Before going to this conference, I didn’t know what Information Retrieval was. Now I know what it comprises and how it relates to software development at Yoast.
In our recently released Insights feature in Yoast SEO, we are using parts of Information Retrieval research. We show a list of five words that are most prominent in your post or page. The way we generate the list of prominent words is by stripping all irrelevant words. For example, we don’t want to include the word “The” in the prominent words. It is not relevant for you to know that you used “The” a lot of times.
One of the talks at the conference was very relevant to this feature. The talk was about so-called “Poison Pills”. These are documents that are relevant, but you still don’t want in your results. In the same vein, an article might have a word that occurs frequently, but you don’t want in the results. For example, in an article about Twitter Cards, Twitter is a word that shows up a lot of times. However, you don’t want to see this in the Insights. The text isn’t about Twitter, but about Twitter cards.
Another highly related talk was by Suzan Verberne: “Evaluation and analysis of term scoring methods for term extraction”. This is basically about the same problem we are trying to solve. The biggest difference is that we are applying our solution to one post or page on a website. In the research, they are using datasets that are much much bigger than that.

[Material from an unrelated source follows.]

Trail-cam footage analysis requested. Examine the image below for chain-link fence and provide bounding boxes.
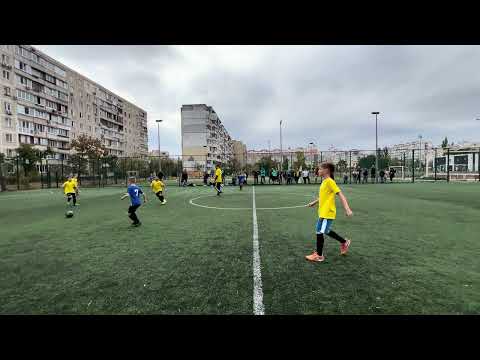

In her research, she compared five different methods of extracting terms from a given text. Her conclusion lead to a best method for datasets under 5000 words and a best method for datasets over 10.000 words. Because our datasets are almost always under 5000 words, we are definitely going to investigate the algorithm for under 5000 words.
Blows our mind
Several presentations weren’t directly related to any current projects at Yoast but were too cool not to mention in this article.
The presentation that stood out the most for me was a presentation by Carlos Castillo on the topic of Detecting Algorithmic Discrimination. I am very aware of the diversity challenges we face in the IT community, so having someone on stage discussing these issues within the niche of creating algorithms was a nice way of looking at the problem. He challenged the assumption that because an algorithm only works with objective data, it cannot be biased, which according to Carlos is a very dangerous way to reason. Instead, he suggests that both the data and the algorithm can have biases without them explicitly being put in by the creator. He concludes that a neutral algorithm has a bias because our society has a bias. So the only way to create a fair algorithm is to take this bias into account.
Exploring Deep Space
Another presentation that inspired us was a talk titled “Exploring Deep Space: Learning Personalized Ranking in a Semantic Space” by Jeroen Vuurens. The concrete example he used was predicting which movies a person would like based on their ratings or reviews. He does this by looking at several factors that play a role in liking a movie. Then they remove the factors that the person is indifferent to. So maybe you don’t care about the genre of the movie or the amount of swearing so that factor is not taken into account. He showed a way that was a lot better than previous attempts at the same thing.
New to the academic world I was surprised by one particular part of the schedule: the poster session. In the poster session, several researchers hang a poster about their paper on a wall or board. After that, they are available to present their poster or answer questions about the paper. It is a personal way to get introduced to a certain paper. When a researcher is on stage telling you about a paper, it can sometimes be intimidating to ask a question or go up to the speaker afterward. With the poster session, this barrier is removed, and it is much easier to ask the researcher a niche question.
The Dutch-Belgian Information Retrieval Workshop was a very nice conference to expand our knowledge of the information retrieval research field and how it applies to development at Yoast. We have also connected with researchers who could lead to a great cooperation in the future.